Ema y Gastón Chili 2019 – 102min.

Critique du film

Une chevauchée sauvage à travers la scène reggaeton du Chili

Irene Genhart
Critique du film: Irene Genhart

Le réalisateur Pablo Larraín (Neruda) signe un long-métrage puissant, dansant, sur l’histoire d’un couple d’artistes chiliens à qui l’on reprend un fils adopté. Un drame, certes, mais un magnifique film de danse.

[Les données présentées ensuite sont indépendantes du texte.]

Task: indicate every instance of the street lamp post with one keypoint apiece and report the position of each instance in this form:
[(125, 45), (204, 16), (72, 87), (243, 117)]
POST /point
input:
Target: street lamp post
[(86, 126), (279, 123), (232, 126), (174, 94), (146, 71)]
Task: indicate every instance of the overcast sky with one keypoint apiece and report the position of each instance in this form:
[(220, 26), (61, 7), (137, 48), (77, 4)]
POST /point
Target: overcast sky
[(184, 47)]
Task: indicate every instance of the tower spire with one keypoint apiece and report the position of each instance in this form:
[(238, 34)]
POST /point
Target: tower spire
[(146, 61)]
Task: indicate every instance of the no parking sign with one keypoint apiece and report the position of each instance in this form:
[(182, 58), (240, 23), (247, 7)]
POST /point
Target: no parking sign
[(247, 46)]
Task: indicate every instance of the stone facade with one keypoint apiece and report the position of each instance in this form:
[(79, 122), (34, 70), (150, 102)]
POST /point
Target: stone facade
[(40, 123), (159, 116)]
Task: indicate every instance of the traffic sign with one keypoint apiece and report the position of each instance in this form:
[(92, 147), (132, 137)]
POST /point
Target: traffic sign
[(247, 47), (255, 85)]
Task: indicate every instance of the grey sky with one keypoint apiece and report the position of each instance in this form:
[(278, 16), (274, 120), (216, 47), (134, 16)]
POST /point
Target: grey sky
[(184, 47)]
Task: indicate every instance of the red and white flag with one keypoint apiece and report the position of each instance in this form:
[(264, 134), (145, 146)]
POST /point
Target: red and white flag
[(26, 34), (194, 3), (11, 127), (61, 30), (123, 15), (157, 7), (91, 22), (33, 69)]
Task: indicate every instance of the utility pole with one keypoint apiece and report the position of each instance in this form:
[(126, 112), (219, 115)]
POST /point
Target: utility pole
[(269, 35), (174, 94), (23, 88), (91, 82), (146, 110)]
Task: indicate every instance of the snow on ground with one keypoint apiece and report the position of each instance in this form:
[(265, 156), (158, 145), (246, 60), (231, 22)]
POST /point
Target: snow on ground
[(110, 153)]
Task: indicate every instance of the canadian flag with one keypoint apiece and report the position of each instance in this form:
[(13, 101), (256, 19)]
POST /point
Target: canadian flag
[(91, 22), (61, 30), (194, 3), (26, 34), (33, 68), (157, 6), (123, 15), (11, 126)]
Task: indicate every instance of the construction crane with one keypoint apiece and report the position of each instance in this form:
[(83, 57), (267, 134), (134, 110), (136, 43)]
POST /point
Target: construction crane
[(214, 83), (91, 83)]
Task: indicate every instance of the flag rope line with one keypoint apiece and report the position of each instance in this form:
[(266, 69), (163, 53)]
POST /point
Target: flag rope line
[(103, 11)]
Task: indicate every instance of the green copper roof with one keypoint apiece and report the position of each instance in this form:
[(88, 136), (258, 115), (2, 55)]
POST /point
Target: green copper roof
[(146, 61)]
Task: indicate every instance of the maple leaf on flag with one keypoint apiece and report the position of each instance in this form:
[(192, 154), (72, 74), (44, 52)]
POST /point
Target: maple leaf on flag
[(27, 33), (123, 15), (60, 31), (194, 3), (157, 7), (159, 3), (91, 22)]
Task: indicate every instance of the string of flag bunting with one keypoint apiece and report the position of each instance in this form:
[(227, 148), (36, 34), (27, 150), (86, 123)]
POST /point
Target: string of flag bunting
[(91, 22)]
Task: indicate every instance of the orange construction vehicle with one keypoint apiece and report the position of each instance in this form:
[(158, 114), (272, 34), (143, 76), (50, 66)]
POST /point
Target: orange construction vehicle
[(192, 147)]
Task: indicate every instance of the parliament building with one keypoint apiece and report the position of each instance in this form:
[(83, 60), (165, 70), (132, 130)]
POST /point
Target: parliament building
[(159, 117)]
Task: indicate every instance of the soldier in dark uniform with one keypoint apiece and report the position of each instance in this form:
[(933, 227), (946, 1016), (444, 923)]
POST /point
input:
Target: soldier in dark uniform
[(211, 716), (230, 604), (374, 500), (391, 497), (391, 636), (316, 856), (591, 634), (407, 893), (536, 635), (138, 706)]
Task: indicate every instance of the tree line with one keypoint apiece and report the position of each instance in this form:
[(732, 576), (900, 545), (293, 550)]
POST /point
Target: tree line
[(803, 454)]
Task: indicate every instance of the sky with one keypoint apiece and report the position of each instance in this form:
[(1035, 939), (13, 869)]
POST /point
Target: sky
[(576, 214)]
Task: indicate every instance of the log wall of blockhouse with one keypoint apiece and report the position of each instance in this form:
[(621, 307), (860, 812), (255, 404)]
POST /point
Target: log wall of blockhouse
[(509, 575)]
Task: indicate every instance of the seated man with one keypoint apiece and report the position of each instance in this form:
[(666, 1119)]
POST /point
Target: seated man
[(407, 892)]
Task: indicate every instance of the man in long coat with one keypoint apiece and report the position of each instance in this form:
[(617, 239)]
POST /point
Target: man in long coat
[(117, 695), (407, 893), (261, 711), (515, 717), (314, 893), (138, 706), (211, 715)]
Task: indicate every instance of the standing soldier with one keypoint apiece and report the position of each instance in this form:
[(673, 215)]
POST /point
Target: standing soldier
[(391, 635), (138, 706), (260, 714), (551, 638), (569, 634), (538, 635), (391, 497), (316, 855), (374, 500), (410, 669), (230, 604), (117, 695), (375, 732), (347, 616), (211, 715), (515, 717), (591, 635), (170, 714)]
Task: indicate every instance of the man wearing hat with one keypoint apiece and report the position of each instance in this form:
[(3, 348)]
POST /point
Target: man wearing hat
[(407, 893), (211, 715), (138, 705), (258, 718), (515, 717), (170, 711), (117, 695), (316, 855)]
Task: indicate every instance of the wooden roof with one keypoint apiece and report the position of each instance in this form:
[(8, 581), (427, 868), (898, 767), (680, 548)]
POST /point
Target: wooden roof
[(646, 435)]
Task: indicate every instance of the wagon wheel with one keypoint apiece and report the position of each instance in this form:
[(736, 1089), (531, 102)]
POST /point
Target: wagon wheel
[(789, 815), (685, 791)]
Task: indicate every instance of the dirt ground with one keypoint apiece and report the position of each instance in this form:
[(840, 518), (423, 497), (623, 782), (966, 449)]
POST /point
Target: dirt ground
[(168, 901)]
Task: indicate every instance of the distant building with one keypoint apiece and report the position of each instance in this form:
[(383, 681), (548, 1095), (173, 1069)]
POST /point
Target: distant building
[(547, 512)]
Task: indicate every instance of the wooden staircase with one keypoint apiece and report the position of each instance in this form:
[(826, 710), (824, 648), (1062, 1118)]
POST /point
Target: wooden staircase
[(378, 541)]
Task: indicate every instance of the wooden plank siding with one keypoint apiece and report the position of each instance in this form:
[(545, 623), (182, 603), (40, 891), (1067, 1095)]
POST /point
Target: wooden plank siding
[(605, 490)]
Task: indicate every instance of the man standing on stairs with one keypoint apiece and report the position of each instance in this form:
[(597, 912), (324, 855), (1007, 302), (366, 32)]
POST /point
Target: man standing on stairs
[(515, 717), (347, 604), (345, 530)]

Valparaiso dans un Chili contemporain. Une large baie sur l'océan Pacifique, un port majestueux, des collines somptueuses, des maisons et des villas magnifiques. Aussi un centre-ville historique, inscrit en 2003 au patrimoine mondial de l'UNESCO. Véritable centre culturel chilien, Valparaiso accueille une scène artistique bouillonnante. C’est ici que vit une certaine Ema, jeune, blonde platine et danseuse professionnelle, incarnée avec une puissance féroce par Mariana Di Girólamo.

Elle danse sous la direction de son mari Gastón, danseur et chorégraphe, de 12 ans plus âgé. Avec ses amies, elle danse le reggaeton sur les places, sur les collines et dans les rues de Valparaiso. Une danse débridée, sauvage, fougueuse, une danse drainée par une impulsion intérieure. Le reggaeton c’est aussi cette danse de contestation, libératrice pour s’émanciper, comme en témoigne l’une des plus intenses scènes du film: Gastón (sur papier Gael García Bernal), lui qui a une sainte horreur du reggaeton, déballe un speech incendiaire à l’encontre de la danse contemporaine, alors qu’Ema et sa troupe s'y opposent ardemment.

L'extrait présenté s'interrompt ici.